Pet Tattoos Banned In New York: Is It Really Cruelty To Animals?

Pet tattoos have officially been banned by the New York State Legislature in a rare move of bipartisanship. All the law now needs is the signature of Governor Andrew Cuomo, and as NPR notes, that’s expected to happen.

That means if you had any plans to slap a “I <3 Mom” pet tattoo on your dog or cat, you could be in danger of fines – or worse.

The bill was introduced in 2011 by Democratic Assemblywoman Linda Rosenthal and endorsed by the Humane Society of New York. Rosenthal had noticed a disturbing trend of what she called “gothic kittens” that were being sold on the Internet.

The kittens not only had tats, but some were also pierced. (And some had both.) Rosenthal was appalled, and made sure that her legislation covered both acts.

Therefore the pet tattoo ban nixes any type of “unnecessary body modification,” with one exception. If the modifications are made for the purpose of medical identification, then they’re granted an exemption.

“To subject the animals to unnecessary painful procedures to satisfy the owners’ fancy is… reprehensible,” Rosenthal said. Following the overwhelming vote of support this week — the bill passed unanimously — Rosenthal added: “Companion animals… will no longer be subject to the selfish whims of their owners.”

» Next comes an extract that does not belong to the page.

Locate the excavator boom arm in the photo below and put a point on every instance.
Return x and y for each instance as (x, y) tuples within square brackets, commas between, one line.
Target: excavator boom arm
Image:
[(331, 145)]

One of the images that most appalled the Assemblywoman was the one you see above, taken from the Instagram account of “Mistah Metro.”

The pooch’s name is Zion, and he was “unconscious from spleen surgery” when he was inked.

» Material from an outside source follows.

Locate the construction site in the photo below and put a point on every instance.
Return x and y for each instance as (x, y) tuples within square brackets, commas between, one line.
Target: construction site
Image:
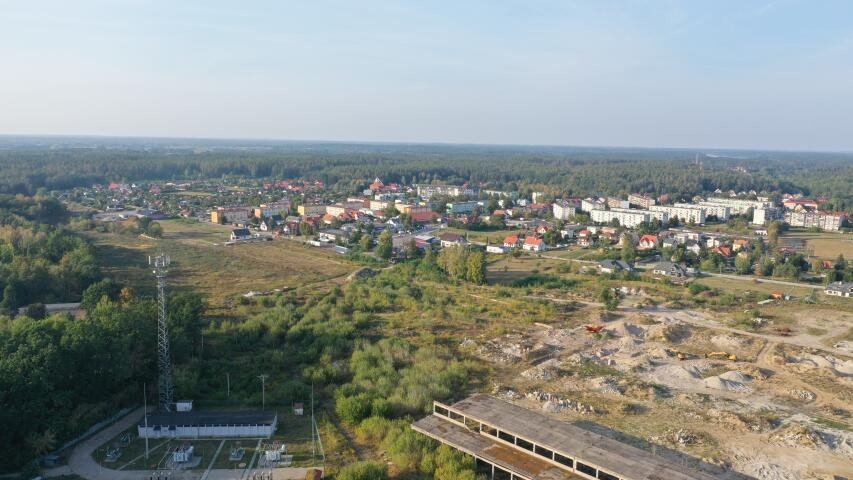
[(175, 440), (771, 404)]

Metro captioned the original post: “My dog is cooler than yours.”

PETA called the decision to ban pet tattoos “a wonderful thing,” but noted that it “should be common sense.”


According to Daphna Nachminovitch, senior vice-president of cruelty investigation for the organization, this is the only ban she has heard of to legally ban the tattooing and piercing of companion animals, WQAD reports.

While PETA is not usually an organization I identify with — they often value animal lives more than people lives — I’ve got to agree with the “common sense” statement. There are definitely kinder ways to identify your pet.

Yesterday, our own Patrick Frye weighed in on the subject, stating, “In the end, I would say that giving your pet a temporary tattoo is probably the better option and is completely harmless. There are also products that are certified to be pet safe where you can essentially draw artwork onto your pet’s fur and it’ll eventually go away.”

Do you think the decision to ban pet tattoos is a good one, or government overreach?